February 28, 2012, 11:56 AM —
The secret origin of big data has its roots in the massive firehouse of data born from the Web and the role it plays in ecommerce.
So it's only fitting that companies like BloomReach are using big-data analytical techniques to turn the delivery model of content to consumer on its metaphorical head with its new Web Relevance Engine product stack.
BloomReach is a new company launched this week around the Strata Conference in the hopes of catching the wave of new big data ventures coming out of this event. What makes BloomReach interesting, though, its the decidedly narrow focus of how it applies analytics to the web.
Web analytics is a tricky game--in the past, it was very much reactive. Analysts would monitor the logs of web sites and use them to determine (in decidedly non real time) which pages or products were doing the best and then modify the web site to drive traffic in to that content. As data analytics got better, then actual real time started to be approached. So, sites like Amazon can measure page views and customer interest and get hot products more noticed more quickly.
But even as this approach grows more sophisticated, one thing doesn't change much, if at all: the content itself. While the placement of content can be different and adjusted, the basic core content is not modified based on its true relevancy to the customer.
This is the gap that BloomReach is trying to address: monitoring consumer experience and web site data closely, and then modifying content on-the-fly to make that content more accessible for the end user. This approach is, as CEO Raj De Datta puts it, "making sure every page is as relevant as possible."
De Datta explained that the content isn't completely altered--you won't see a page completely customized for the end user. What happens is that when a customer comes to a site that's connected to BloomReach's hosted service, BloomReach will use the data it picks up about the customer and her habits, as well as past behavior on the site to adjust the searches the user makes to come up with better results.
The example De Datta gave was a simple one: say you have an ecommerce site with one red sweater and one striped sweater. If a user makes a search on either one of the major portals (Google, Bing, Yahoo) or on the ecommerce site itself for ("red striped sweater"), that search result may not show up under normal circumstances. That's because it's nearly impossible for a human being to go through every possible semantic combination of products available.
But not for the Web Relevance Engine. By gathering all of this data, the BloomReach software can figure out semantic combinations such as this and actually deliver the relevant page for the customer's search.
"Most web sites see 25 percent of their pages found through natural search," De Datta said. "After a few months with BloomReach, our customers are seeing 75 percent of their pages exposed."
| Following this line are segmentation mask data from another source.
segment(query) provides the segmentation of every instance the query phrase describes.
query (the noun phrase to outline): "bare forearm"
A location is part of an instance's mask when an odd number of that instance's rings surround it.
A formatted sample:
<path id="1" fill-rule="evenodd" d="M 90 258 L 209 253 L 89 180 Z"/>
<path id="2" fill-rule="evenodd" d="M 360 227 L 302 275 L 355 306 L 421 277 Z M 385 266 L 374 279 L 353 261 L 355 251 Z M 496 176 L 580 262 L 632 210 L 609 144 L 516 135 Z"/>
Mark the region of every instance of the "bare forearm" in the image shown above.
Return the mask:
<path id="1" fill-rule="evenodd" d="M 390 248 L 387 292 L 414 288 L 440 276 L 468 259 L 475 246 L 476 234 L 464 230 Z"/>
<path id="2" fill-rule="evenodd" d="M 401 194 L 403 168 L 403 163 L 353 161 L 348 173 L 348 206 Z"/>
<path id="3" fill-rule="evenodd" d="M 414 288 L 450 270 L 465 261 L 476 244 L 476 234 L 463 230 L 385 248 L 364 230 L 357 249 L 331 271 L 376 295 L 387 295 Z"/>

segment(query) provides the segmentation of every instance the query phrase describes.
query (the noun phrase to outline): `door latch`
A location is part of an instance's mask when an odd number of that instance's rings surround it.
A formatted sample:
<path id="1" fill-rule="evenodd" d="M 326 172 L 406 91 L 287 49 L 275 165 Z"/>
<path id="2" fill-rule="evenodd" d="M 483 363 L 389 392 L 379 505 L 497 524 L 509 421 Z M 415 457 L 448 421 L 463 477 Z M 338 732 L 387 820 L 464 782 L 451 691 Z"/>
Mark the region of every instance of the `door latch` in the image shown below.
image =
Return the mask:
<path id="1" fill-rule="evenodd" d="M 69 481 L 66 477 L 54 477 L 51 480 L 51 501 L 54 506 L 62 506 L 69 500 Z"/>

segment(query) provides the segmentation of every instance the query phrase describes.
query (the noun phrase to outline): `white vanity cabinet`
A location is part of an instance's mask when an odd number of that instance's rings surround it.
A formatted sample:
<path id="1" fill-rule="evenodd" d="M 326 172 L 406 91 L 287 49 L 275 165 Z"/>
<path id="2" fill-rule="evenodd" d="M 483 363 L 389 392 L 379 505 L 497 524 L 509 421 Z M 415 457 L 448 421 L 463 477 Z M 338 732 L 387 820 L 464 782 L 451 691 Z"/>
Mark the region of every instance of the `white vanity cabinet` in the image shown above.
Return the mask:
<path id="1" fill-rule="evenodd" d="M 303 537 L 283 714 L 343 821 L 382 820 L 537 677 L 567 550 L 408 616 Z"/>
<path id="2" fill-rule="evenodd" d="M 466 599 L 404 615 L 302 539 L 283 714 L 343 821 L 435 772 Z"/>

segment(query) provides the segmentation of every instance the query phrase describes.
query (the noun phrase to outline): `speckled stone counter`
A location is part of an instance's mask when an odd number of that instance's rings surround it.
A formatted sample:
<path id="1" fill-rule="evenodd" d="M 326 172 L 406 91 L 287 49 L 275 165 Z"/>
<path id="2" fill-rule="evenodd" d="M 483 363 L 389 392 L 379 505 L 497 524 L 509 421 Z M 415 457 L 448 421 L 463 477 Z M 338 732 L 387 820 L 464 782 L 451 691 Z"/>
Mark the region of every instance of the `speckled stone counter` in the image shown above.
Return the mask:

The Web Relevance Engine stack is actually three products: the BloomSearch product that performs the functions described above; the BloomLift application, which plugs into ad campaigns to deliver more relevant ad pages; and the BloomSocial software, which ties in social curation for delivering relevant content.
This has not been a quick slap-dash project: according to De Datta and his team, the company has been working three years to come up with this solution, which uses Hadoop stores and Cassandra and custom query language to drive the products, explained CTO Ashutosh Garg.
"We are running 1,000 Hadoop jobs and hitting over a billion pages per day," Garg said. He added that the Web Relevance Engine can parse up to 10 billion phrases within its semantic map.
The length of the start-up to launch was intriguing, but it was really just showed how complex the problem BloomReach is trying to solve is.
"This is a lot of machine learning, on a massive web scale," explained Head of Marketing Joelle Kaufman. The three-year process was a necessary interval into making sure the final product could deliver on its promise.
BloomReach will be one of many vendors out there trying to apply big-data techniques to the area of web marketing and commerce. It's subscription hosted service should be an interesting one to watch.